Optimal Solution of Linear Ordinary Differential Equations by Conjugate Gradient Method

TL;DR

This paper introduces a novel approach to solving linear ODEs by formulating the problem as an optimization task minimized via the conjugate gradient method, leveraging spline interpolation and residual error minimization.

Contribution

It presents a new method combining spline interpolation and conjugate gradient optimization to find minimal residual solutions for linear ODEs, improving accuracy without extra mesh points.

Findings

Achieves smaller global error compared to traditional methods.

Utilizes sparsity of matrices for computational efficiency.

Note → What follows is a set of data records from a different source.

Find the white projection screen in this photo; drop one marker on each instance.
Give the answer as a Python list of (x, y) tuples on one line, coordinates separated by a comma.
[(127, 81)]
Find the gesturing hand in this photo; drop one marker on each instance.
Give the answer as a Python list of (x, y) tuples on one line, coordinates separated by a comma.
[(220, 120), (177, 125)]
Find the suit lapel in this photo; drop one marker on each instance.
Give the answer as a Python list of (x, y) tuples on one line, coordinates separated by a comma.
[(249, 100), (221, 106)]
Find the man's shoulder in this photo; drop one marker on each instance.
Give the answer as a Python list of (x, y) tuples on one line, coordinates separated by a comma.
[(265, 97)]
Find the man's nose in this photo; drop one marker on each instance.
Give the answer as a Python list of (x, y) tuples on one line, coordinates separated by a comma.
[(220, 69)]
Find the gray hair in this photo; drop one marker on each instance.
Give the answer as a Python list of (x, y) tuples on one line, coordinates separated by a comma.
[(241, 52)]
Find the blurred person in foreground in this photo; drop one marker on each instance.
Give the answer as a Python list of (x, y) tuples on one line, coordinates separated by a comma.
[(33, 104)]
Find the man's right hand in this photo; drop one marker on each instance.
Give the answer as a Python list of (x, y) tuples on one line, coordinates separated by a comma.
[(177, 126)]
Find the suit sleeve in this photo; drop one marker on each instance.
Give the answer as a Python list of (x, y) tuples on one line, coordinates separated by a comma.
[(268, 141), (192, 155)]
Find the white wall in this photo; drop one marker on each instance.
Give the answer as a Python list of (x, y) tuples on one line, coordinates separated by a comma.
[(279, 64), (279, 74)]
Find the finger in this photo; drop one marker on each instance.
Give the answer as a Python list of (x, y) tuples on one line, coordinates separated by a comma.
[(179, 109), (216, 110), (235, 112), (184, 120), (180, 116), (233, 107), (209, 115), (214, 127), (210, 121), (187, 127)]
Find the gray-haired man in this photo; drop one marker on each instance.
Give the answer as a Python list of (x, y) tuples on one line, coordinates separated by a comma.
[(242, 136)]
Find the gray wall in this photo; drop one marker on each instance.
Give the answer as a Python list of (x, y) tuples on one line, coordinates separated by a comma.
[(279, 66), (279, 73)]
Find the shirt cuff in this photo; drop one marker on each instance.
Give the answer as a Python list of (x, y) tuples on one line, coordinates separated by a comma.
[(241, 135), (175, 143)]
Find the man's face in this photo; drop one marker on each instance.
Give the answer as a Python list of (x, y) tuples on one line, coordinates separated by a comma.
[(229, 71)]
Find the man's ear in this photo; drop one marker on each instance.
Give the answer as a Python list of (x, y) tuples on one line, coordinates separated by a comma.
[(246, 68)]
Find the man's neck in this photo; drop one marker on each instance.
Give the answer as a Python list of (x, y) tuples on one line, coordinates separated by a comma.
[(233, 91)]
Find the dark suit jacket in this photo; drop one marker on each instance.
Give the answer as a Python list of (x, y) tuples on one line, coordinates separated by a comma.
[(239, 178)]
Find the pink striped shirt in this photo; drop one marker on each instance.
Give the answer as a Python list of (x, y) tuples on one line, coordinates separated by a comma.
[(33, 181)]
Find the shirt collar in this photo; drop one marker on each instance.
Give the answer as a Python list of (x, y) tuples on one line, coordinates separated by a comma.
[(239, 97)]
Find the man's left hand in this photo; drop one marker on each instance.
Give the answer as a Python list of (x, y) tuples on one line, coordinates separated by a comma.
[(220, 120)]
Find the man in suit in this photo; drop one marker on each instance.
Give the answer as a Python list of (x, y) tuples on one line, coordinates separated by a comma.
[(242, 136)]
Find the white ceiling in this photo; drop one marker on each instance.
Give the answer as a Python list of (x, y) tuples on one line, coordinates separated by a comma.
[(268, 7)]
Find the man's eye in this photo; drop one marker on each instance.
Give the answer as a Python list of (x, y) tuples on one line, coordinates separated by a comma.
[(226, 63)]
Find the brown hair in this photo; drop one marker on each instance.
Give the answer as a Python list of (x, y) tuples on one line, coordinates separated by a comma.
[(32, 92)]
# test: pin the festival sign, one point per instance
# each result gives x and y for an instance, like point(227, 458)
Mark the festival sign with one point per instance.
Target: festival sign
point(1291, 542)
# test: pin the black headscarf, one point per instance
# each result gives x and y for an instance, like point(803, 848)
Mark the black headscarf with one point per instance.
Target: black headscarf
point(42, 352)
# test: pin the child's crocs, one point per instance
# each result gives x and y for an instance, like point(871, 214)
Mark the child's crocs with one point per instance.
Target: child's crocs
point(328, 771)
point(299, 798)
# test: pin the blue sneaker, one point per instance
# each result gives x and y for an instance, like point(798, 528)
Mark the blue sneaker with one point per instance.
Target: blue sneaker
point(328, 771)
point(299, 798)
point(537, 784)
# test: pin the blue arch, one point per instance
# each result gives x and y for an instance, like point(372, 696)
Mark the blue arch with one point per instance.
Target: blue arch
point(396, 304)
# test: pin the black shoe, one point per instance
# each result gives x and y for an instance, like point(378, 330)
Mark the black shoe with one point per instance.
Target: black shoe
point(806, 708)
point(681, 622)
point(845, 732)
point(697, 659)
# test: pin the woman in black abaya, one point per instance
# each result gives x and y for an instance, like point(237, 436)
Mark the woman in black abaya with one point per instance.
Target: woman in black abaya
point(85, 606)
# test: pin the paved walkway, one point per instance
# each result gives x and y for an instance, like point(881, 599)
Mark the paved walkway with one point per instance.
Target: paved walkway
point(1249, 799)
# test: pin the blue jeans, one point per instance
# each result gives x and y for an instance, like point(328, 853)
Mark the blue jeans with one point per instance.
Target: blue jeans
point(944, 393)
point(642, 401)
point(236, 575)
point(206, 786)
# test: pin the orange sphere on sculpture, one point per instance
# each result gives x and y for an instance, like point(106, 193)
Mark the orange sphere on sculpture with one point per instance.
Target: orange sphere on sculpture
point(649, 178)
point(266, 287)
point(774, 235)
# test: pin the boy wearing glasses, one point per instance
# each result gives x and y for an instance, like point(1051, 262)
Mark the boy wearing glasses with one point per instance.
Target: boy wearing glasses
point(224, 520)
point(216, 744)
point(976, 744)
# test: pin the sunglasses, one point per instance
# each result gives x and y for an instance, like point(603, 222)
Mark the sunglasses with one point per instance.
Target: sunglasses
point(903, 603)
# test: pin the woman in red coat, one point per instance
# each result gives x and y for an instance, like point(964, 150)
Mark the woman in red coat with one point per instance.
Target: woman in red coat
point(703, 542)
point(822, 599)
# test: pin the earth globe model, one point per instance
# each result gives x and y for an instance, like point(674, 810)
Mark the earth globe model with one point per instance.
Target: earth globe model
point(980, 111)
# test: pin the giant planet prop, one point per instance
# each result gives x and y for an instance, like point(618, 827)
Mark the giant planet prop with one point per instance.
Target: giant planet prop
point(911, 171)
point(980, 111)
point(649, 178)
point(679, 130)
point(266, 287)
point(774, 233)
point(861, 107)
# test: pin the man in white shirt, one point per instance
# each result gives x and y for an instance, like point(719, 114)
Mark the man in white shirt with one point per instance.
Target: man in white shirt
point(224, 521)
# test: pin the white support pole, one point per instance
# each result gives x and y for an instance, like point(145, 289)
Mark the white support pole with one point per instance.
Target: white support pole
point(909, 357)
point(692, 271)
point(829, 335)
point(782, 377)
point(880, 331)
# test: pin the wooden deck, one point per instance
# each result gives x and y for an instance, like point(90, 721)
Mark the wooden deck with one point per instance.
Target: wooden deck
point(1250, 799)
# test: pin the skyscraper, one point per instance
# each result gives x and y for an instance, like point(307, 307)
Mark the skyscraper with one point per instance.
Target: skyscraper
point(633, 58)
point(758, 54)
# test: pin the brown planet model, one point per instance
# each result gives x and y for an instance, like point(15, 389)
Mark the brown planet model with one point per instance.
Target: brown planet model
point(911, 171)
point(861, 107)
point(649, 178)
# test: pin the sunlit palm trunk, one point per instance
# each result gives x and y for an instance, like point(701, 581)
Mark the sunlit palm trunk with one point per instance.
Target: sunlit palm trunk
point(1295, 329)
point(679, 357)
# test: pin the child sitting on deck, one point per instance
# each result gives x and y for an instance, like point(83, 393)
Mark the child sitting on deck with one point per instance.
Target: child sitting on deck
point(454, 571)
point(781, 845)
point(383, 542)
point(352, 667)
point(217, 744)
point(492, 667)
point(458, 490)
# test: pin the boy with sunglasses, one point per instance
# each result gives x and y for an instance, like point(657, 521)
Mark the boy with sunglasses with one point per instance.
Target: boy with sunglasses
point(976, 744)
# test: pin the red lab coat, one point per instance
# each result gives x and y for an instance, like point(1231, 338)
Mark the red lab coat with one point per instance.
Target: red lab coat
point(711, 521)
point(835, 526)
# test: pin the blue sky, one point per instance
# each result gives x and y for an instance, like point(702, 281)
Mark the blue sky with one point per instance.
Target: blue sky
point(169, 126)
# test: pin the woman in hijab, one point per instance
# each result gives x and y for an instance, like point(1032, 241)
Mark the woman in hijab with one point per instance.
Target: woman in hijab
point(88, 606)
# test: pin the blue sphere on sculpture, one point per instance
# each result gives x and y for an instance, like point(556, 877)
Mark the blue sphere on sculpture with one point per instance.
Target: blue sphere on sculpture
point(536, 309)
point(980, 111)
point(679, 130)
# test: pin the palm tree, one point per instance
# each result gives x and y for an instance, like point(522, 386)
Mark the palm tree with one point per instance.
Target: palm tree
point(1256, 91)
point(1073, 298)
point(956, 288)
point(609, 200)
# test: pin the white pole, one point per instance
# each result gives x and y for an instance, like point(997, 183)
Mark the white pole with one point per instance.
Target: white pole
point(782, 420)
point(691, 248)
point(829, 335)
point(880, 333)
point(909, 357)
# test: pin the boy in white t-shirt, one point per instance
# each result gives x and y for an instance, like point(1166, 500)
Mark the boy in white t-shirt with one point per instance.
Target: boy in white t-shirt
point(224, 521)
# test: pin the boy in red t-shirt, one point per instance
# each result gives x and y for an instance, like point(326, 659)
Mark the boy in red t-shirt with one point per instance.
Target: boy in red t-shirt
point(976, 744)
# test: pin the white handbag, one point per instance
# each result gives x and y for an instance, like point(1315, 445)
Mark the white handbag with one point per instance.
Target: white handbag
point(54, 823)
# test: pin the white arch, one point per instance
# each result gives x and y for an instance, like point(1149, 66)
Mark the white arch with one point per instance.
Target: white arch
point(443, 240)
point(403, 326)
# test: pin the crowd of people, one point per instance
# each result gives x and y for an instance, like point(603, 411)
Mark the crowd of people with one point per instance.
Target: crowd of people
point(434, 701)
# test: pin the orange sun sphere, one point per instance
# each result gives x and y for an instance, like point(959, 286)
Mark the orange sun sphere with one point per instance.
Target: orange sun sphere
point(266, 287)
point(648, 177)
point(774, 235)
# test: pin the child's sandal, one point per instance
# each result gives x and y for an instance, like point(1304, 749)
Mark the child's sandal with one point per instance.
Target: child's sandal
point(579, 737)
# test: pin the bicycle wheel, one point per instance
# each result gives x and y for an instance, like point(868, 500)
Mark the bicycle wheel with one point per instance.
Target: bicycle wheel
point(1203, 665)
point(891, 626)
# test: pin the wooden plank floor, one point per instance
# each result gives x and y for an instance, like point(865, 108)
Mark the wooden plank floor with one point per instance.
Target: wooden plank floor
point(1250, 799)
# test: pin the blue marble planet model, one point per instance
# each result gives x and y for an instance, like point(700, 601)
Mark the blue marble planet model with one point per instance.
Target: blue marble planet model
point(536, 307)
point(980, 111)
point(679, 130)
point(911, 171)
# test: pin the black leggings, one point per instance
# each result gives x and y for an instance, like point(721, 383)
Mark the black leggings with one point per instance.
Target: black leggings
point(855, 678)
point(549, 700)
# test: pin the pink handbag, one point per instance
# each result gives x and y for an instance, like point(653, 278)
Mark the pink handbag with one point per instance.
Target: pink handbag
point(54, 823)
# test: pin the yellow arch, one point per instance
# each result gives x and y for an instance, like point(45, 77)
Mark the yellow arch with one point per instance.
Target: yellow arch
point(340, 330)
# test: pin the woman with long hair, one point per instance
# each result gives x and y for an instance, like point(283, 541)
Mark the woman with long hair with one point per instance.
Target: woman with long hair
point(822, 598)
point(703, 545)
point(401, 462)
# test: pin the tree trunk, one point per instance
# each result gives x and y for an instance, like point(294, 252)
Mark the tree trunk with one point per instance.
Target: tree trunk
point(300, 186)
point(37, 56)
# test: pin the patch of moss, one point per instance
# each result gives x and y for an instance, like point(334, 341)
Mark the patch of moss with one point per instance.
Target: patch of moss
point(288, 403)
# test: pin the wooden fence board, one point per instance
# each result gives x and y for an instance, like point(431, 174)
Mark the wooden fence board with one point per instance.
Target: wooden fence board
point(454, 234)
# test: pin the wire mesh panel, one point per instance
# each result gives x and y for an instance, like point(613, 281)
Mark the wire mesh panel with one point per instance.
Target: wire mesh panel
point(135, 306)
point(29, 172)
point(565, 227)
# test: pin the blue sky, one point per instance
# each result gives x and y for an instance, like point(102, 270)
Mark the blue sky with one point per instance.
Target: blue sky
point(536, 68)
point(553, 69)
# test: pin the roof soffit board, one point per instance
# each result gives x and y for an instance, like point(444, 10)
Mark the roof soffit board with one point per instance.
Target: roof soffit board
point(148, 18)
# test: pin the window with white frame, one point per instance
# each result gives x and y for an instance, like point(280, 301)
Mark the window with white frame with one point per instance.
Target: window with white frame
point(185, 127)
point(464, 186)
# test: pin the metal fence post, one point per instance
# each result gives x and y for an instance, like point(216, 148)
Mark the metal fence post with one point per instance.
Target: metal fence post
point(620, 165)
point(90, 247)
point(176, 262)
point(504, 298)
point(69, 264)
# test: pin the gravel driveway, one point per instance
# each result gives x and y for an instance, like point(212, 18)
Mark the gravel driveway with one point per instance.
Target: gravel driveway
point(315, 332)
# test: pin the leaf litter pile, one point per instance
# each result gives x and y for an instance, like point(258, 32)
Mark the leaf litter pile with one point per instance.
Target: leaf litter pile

Effective for both initial and boundary value problems.

Abstract

Solving initial value problems and boundary value problems of Linear Ordinary Differential Equations (ODEs) plays an important role in many applications. There are various numerical methods and solvers to obtain approximate solutions represented by points. However, few work about optimal solution to minimize the residual can be found in the literatures. In this paper, we first use Hermit cubic spline interpolation at mesh points to represent the solution, then we define the residual error as the square of the L2 norm of the residual obtained by substituting the interpolation solution back to ODEs. Thus, solving ODEs is reduced to an optimization problem in curtain solution space which can be solved by conjugate gradient method with taking advantages of sparsity of the corresponding matrix. The examples of IVP and BVP in the paper show that this method can find a solution with smaller global error without additional mesh points.